Boxer, a California Democrat, has indicated she wants the full committee to approve the measure by year's end. That would dovetail with a global conference on climate change in Bali, Indonesia in December. Hearings could start next week.
"We are finally on our way toward preventing the ravages of unfettered global warming," Boxer said in a statement after the vote. Beforehand, she told the panel: "This is a landmark day ... this is an issue whose time has come."
The bill - formally known as America's Climate Security Act and informally by the names of its sponsors, Sens. Joe Lieberman and John Warner - is different from earlier efforts because of its details on how a U.S. plan to cap carbon emissions and trade credits for them would work.
"People have said we need a Manhattan Project, we need a moon-shot project to combat global warming," said Lieberman, a Connecticut independent. "This is it."
But Sen. James Inhofe, an Oklahoma Republican who is skeptical about global warming, said the measure would put a heavy economic burden on U.S. citizens.

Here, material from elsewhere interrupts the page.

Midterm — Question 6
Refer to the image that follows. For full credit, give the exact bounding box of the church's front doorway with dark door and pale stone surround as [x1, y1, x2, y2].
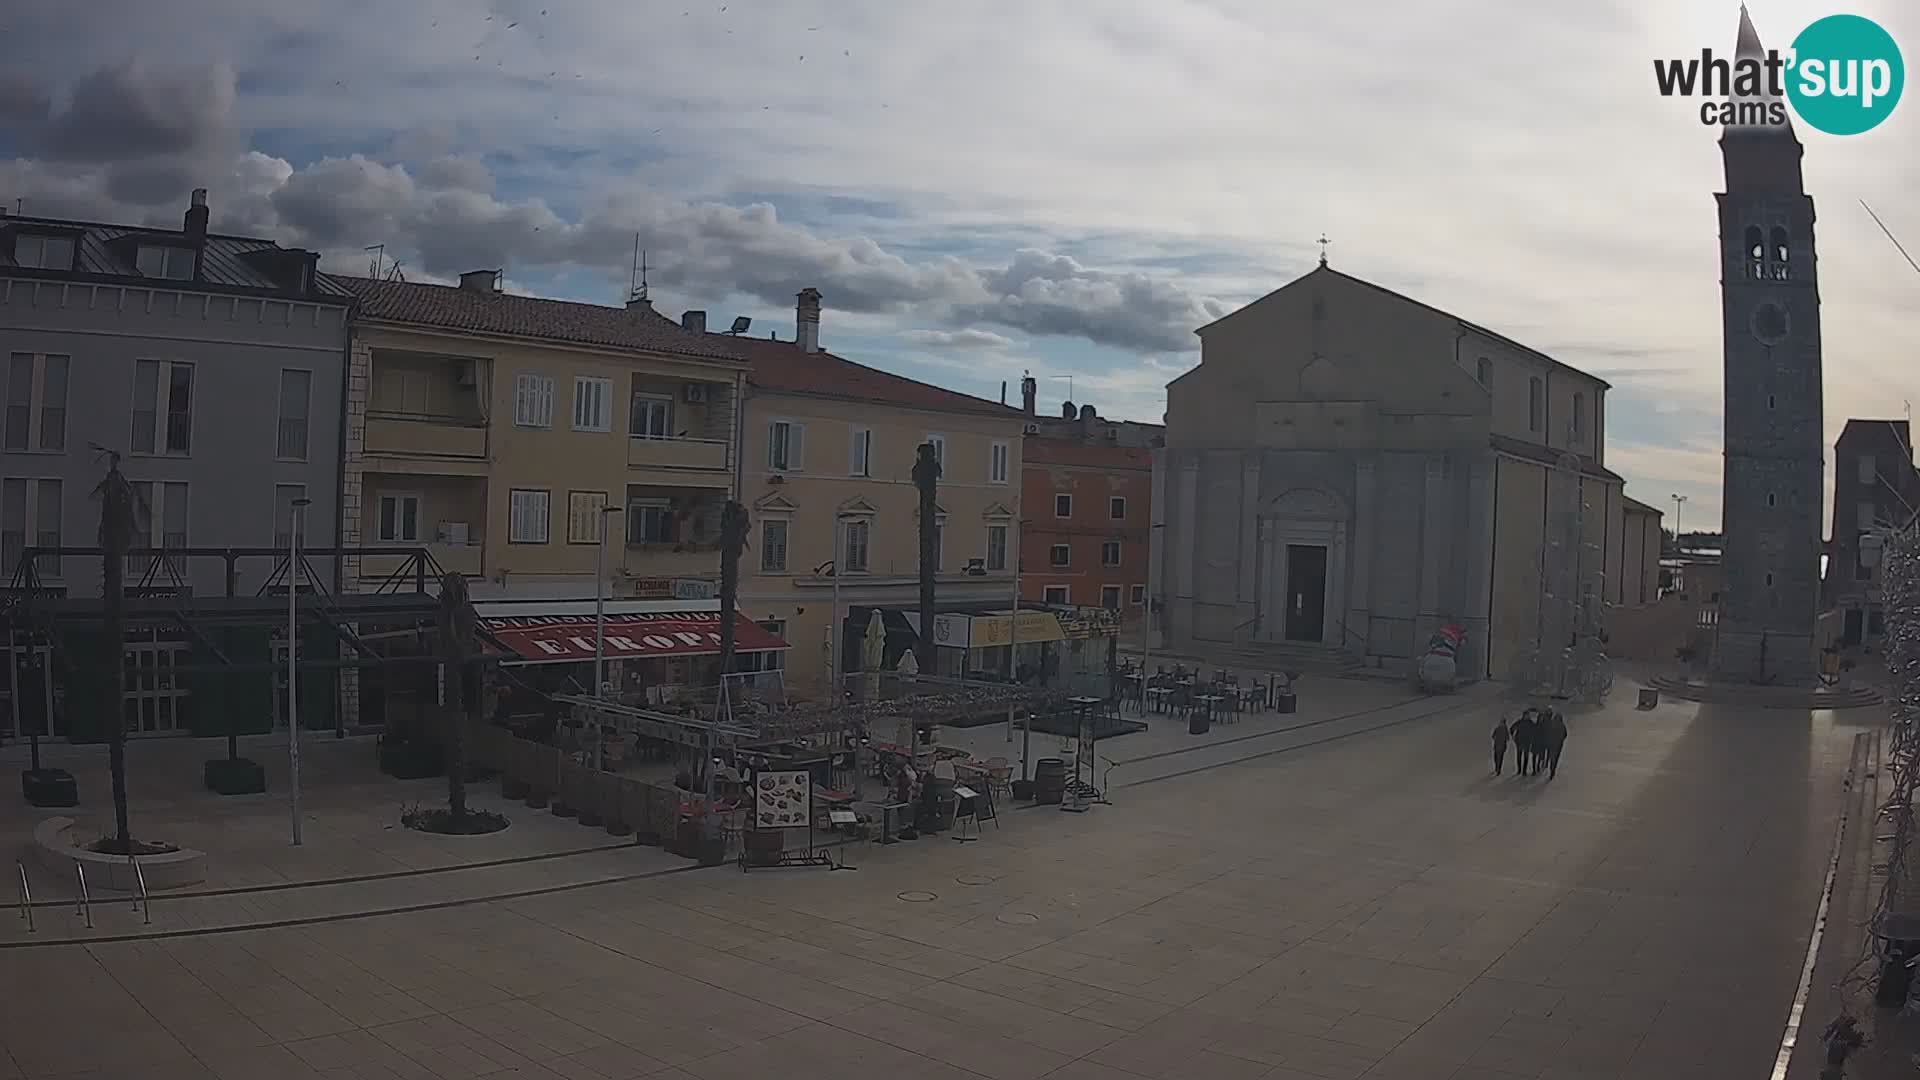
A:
[1258, 488, 1348, 648]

The Bush administration has opposed mandatory limits on carbon emissions, arguing that they could hurt the U.S. economy and urging voluntary measures instead.
Support From Coal-State Senators
The bill also features a provision that would require publicly traded companies to tell the Securities and Exchange Commission about any material risks they run as a result of climate change - from damage due to increased wildfires, more severe hurricanes and worse droughts to the costs of complying with new regulations.
The bill has support from senators in coal-rich states, including Max Baucus, a Montana Democrat. Warner, the bill's co-sponsor, is a Republican from Virginia, another coal state.
Lawmakers from coal states have opposed previous carbon-capping bills, which took aim at coal as a big emitter of carbon dioxide, one of several "greenhouse gases" that most scientists believe trap heat and raise global temperatures.
The latest bill recognizes coal's role in global warming but offers financial incentives to develop clean coal technologies.
That provision rankled some environmental groups.
"The Lieberman-Warner bill will reward corporate polluters by handing them pollution permits worth almost half a trillion dollars," Erich Pica of the group Friends of the Earth, said in a statement. "The levels of pollution-rewarding giveaways in this bill are truly obscene."
"Polluters must pay for the damage they do to our planet - period," the Sierra Club's Carl Pope said in a statement.
Even so, he supported sending the bill to the full committee.
So did the National Environmental Trust's Philip Clapp, who noted a shifting "center of gravity" on global warming.
"The question is no longer whether the U.S. will act to cut its global warming pollution, but by how much and how soon," said Clapp.
Elizabeth Thompson of Environmental Defense hailed the vote as "much more than a milestone," saying the bill offered "a real chance of enacting a mandatory cap on emissions in this Congress."